В какой бы школе я ни учился, а я учился в школе имени Эмерсона, в школе имени Лонгфелло, в высшей технической (там я выучился машинописи и стенографии, причем к последней никогда не прибегал, даже став писателем, хотя Диккенс, говорят, ею пользовался) и, наконец, в высшей во Фресно, — где бы я ни учился, я со всеми дрался: с учителями, с директорами и с одноклассниками, которые, как на подбор, были сами драчуны, снобы и прохвосты. В одиннадцать лет я расстался с воскресной школой, взяв мать измором: я стриг газоны, помогал
стряпать, вообще был паинькой и каждую свободную
минуту
читал, если поблизости не затевалась какая-нибудь игра.
Раз-другой
помню, она предостерегла, что для головы вредно столько читать, особенно такие толстые, наверняка серьезные книги, а может и греховные к тому же. Понятно, и другие члены семейства неоднократно высказывали то же предостережение.
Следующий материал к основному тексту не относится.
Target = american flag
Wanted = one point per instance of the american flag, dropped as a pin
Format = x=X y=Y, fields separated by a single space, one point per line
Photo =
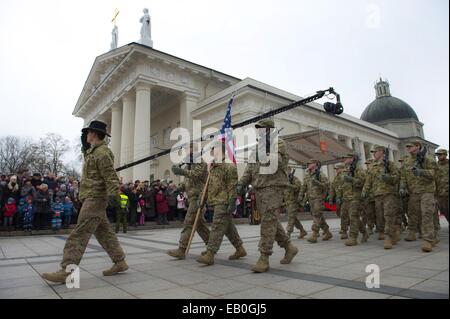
x=226 y=133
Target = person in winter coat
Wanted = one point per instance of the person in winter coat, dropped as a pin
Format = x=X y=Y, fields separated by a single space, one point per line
x=162 y=207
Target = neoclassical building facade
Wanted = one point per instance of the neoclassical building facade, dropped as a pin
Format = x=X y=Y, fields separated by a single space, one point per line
x=142 y=94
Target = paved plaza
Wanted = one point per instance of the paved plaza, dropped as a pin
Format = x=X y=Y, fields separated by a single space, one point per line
x=322 y=270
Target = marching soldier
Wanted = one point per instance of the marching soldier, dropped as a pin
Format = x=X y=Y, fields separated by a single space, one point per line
x=382 y=180
x=334 y=191
x=99 y=185
x=293 y=207
x=418 y=179
x=195 y=178
x=442 y=182
x=268 y=188
x=369 y=215
x=315 y=187
x=350 y=192
x=222 y=199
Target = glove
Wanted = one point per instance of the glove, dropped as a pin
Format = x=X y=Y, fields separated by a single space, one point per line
x=231 y=205
x=114 y=201
x=240 y=190
x=84 y=144
x=177 y=170
x=348 y=179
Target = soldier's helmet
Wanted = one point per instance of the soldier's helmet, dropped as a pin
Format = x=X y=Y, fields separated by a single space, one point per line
x=441 y=152
x=268 y=123
x=377 y=148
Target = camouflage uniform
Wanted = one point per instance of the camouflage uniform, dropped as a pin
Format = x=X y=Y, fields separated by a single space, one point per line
x=350 y=192
x=384 y=188
x=268 y=188
x=221 y=194
x=442 y=174
x=195 y=178
x=98 y=180
x=315 y=190
x=293 y=207
x=421 y=189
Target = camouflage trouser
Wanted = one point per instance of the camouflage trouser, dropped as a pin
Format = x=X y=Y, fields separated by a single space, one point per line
x=422 y=211
x=387 y=213
x=269 y=202
x=443 y=205
x=92 y=220
x=121 y=218
x=293 y=220
x=345 y=217
x=189 y=220
x=222 y=225
x=369 y=216
x=353 y=208
x=318 y=219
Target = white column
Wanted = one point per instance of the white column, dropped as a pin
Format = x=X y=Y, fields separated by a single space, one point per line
x=187 y=104
x=142 y=131
x=116 y=132
x=127 y=140
x=362 y=154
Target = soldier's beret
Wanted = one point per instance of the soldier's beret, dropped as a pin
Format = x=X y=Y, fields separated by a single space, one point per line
x=265 y=123
x=441 y=152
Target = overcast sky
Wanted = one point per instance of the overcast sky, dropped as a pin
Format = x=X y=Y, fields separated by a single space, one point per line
x=48 y=47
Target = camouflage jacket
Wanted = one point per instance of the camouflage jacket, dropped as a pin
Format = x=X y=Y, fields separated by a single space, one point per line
x=292 y=191
x=195 y=179
x=222 y=184
x=376 y=185
x=252 y=174
x=418 y=184
x=313 y=189
x=99 y=178
x=335 y=186
x=352 y=190
x=442 y=178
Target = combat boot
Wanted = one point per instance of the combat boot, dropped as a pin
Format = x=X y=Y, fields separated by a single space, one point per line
x=290 y=253
x=388 y=243
x=352 y=241
x=302 y=234
x=365 y=237
x=179 y=253
x=313 y=238
x=262 y=265
x=327 y=235
x=207 y=259
x=58 y=276
x=344 y=235
x=116 y=268
x=427 y=246
x=240 y=252
x=411 y=236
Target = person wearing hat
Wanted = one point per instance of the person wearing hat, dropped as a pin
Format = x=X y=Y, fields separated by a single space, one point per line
x=268 y=185
x=442 y=182
x=334 y=188
x=194 y=180
x=293 y=207
x=221 y=194
x=350 y=193
x=418 y=180
x=314 y=188
x=99 y=186
x=382 y=181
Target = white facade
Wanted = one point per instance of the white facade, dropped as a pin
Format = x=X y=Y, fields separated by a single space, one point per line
x=142 y=94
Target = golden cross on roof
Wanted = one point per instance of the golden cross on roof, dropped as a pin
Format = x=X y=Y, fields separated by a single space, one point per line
x=116 y=13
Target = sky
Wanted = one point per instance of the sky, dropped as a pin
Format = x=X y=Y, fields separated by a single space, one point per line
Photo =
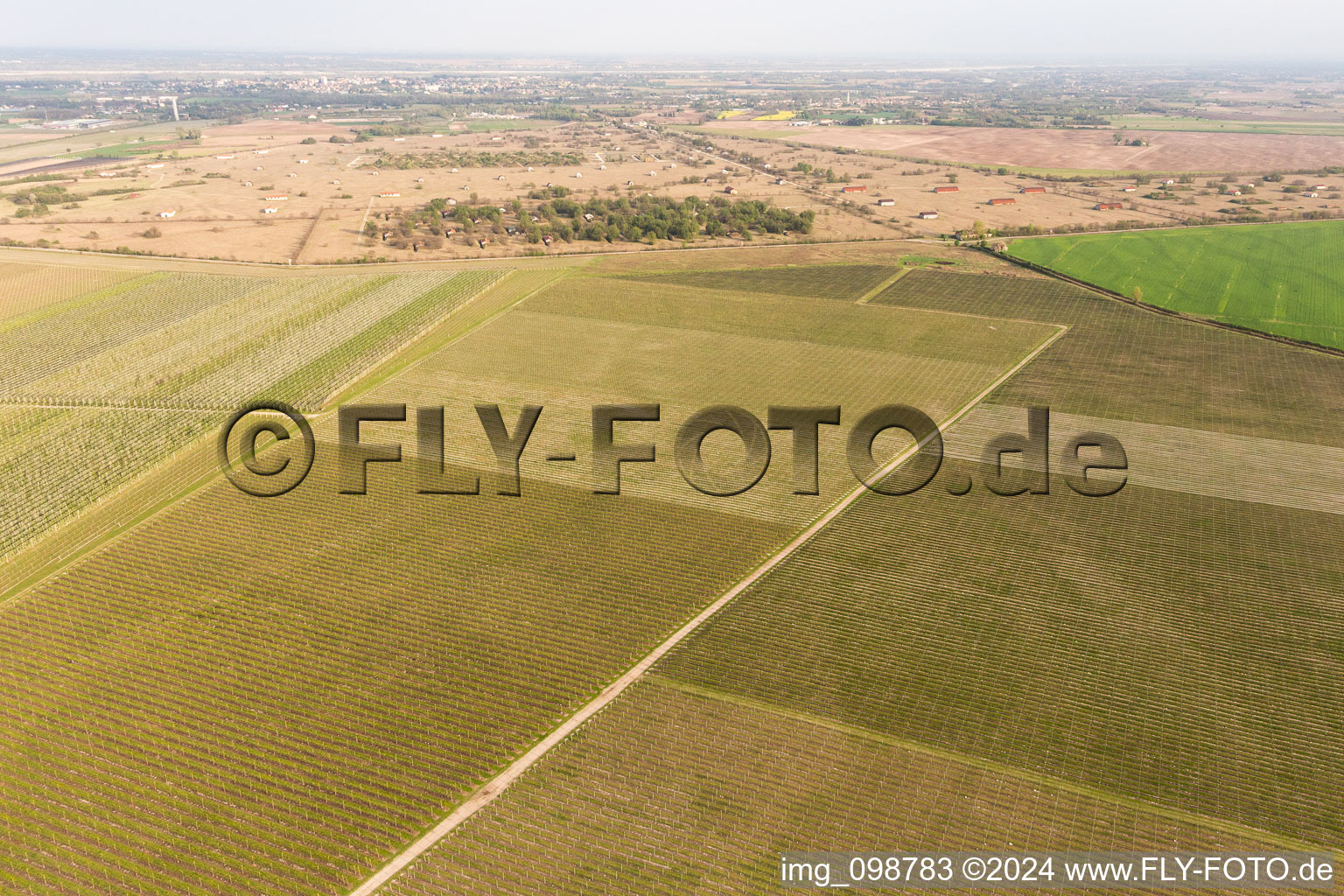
x=889 y=32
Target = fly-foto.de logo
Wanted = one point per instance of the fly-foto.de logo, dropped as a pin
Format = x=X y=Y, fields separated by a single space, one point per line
x=278 y=466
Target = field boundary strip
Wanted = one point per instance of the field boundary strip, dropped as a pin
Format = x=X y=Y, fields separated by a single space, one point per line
x=494 y=788
x=416 y=352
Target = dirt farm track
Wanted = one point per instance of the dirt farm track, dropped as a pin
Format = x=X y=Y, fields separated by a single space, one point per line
x=1078 y=150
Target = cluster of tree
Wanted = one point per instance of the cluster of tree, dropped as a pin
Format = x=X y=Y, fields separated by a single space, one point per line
x=626 y=220
x=468 y=158
x=828 y=173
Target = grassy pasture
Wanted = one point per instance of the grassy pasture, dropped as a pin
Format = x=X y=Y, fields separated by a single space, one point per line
x=286 y=725
x=1278 y=278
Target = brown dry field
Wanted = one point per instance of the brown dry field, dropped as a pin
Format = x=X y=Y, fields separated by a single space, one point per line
x=1062 y=205
x=218 y=215
x=222 y=216
x=1075 y=150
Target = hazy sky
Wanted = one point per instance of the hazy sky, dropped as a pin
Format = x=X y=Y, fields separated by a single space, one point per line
x=895 y=30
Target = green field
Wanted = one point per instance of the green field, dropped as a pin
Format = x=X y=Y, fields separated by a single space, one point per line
x=1151 y=670
x=276 y=696
x=1183 y=122
x=124 y=368
x=1278 y=278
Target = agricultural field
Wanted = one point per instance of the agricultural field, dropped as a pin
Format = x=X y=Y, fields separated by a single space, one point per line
x=466 y=650
x=1277 y=278
x=215 y=191
x=122 y=368
x=368 y=662
x=1046 y=150
x=941 y=670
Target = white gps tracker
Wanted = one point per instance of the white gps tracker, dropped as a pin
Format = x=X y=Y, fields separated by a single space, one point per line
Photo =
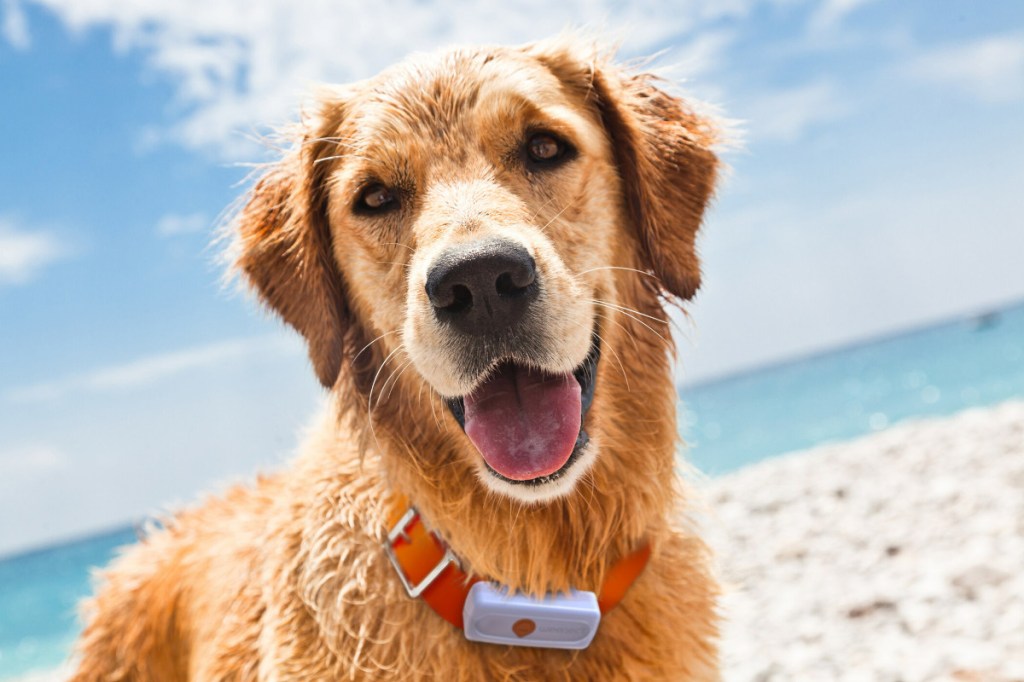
x=558 y=621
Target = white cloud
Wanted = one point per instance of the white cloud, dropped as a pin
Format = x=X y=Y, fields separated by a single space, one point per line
x=154 y=368
x=785 y=115
x=238 y=65
x=174 y=224
x=991 y=69
x=24 y=254
x=15 y=28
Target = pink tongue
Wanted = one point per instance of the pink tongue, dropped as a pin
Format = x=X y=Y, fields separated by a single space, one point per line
x=523 y=422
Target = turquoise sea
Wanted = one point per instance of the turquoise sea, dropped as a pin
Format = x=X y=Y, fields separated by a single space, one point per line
x=727 y=423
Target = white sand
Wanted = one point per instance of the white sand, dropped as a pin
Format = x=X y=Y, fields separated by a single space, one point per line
x=898 y=556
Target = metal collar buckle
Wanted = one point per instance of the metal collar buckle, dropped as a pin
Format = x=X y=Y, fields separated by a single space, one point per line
x=399 y=531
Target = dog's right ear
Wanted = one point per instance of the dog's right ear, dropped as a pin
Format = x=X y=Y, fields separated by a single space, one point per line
x=283 y=246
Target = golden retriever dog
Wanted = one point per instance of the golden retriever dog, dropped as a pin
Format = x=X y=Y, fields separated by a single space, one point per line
x=476 y=246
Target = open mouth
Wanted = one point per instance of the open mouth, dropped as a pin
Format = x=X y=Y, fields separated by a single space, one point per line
x=528 y=424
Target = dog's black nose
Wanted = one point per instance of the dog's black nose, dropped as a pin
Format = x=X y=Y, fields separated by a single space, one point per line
x=482 y=287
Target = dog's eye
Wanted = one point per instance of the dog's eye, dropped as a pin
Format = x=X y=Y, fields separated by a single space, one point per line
x=545 y=148
x=376 y=198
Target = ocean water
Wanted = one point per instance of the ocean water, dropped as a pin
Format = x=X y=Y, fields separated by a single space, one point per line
x=843 y=394
x=727 y=423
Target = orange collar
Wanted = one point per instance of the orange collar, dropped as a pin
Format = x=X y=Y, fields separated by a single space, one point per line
x=429 y=569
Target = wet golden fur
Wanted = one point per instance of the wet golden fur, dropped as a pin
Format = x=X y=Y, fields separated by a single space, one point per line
x=287 y=579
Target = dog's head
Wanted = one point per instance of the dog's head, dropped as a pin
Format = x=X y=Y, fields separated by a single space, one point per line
x=480 y=226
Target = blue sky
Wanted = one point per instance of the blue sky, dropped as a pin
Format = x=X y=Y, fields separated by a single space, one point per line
x=878 y=186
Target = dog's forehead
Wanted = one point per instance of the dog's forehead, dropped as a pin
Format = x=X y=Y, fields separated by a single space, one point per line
x=433 y=96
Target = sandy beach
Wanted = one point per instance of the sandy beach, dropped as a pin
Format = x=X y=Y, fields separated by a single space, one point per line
x=898 y=556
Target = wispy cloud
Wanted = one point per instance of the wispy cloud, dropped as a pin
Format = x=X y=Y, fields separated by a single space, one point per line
x=29 y=461
x=238 y=65
x=787 y=114
x=830 y=13
x=991 y=69
x=14 y=27
x=24 y=254
x=152 y=369
x=174 y=224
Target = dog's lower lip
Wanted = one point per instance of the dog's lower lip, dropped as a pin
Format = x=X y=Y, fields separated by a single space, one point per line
x=586 y=375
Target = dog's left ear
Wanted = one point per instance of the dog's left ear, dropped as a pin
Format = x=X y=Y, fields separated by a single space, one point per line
x=284 y=250
x=664 y=153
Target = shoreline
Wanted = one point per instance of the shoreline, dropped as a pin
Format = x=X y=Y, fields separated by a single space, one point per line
x=895 y=556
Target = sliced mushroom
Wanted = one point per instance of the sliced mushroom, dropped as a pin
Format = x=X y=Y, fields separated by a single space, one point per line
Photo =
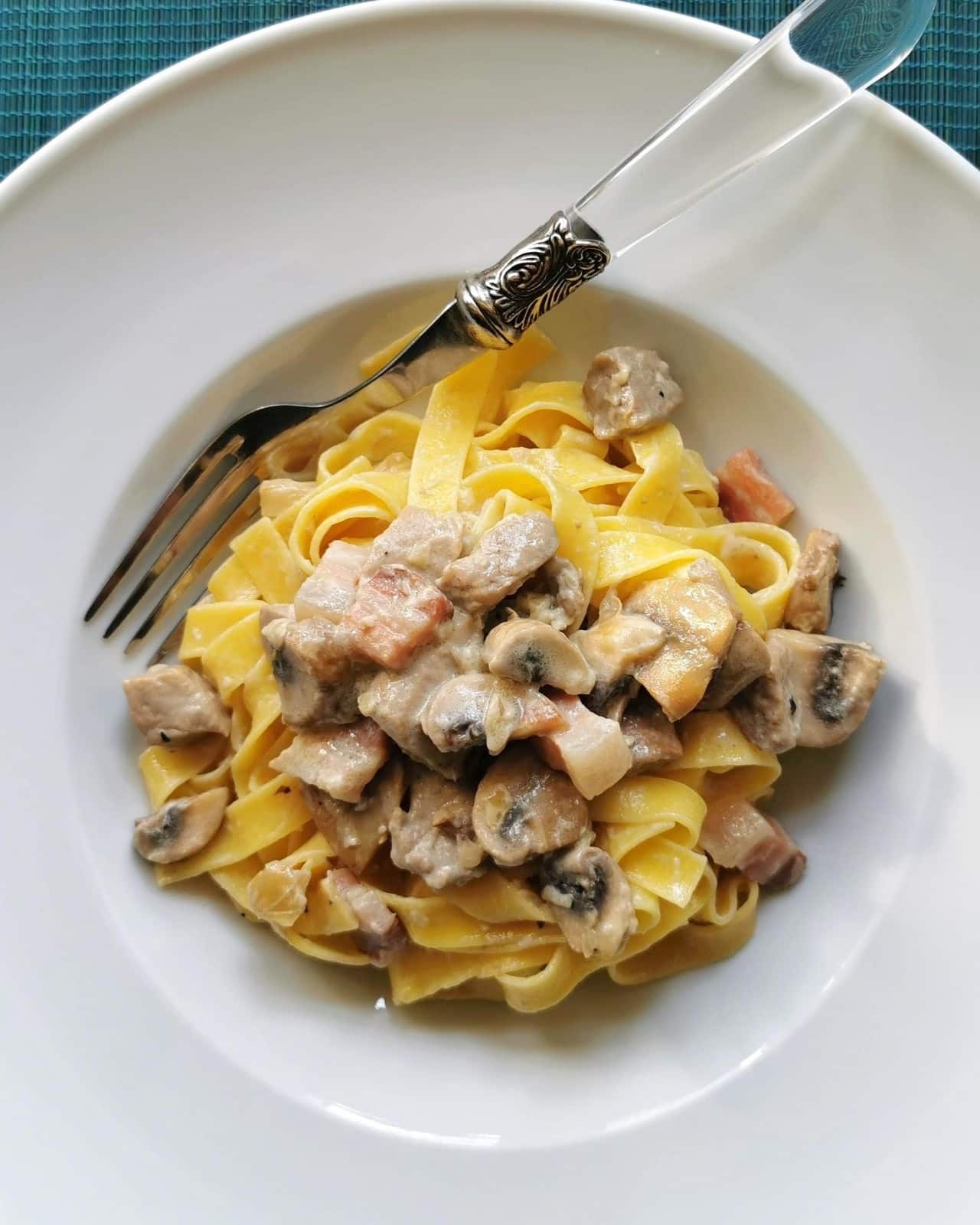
x=591 y=750
x=396 y=700
x=554 y=596
x=816 y=695
x=737 y=835
x=380 y=933
x=810 y=603
x=330 y=591
x=395 y=612
x=612 y=704
x=616 y=647
x=478 y=708
x=435 y=838
x=355 y=831
x=315 y=671
x=173 y=704
x=745 y=661
x=591 y=900
x=277 y=893
x=746 y=657
x=628 y=391
x=649 y=737
x=534 y=653
x=505 y=557
x=423 y=541
x=524 y=808
x=181 y=827
x=700 y=625
x=341 y=761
Я не собираюсь утверждать, что чтение не может быть вредным, — конечно, может, как и все другое, и их наказы, в сущности, сводились к следующему: «Потерпи, тебе еще рановато читать любую книгу в публичной библиотеке» — или: «Туда не плыви, там глубоко, опасно, можешь
утонуть.»
Честно говоря, меня самого тревожило кое-что из прочитанного. Вспоминаю, например, книжку «Преступность у детей» — она меня ошарашила, я не мог поверить, что практически в любом ребенке сидит преступник, а книга пестрела такими случаями.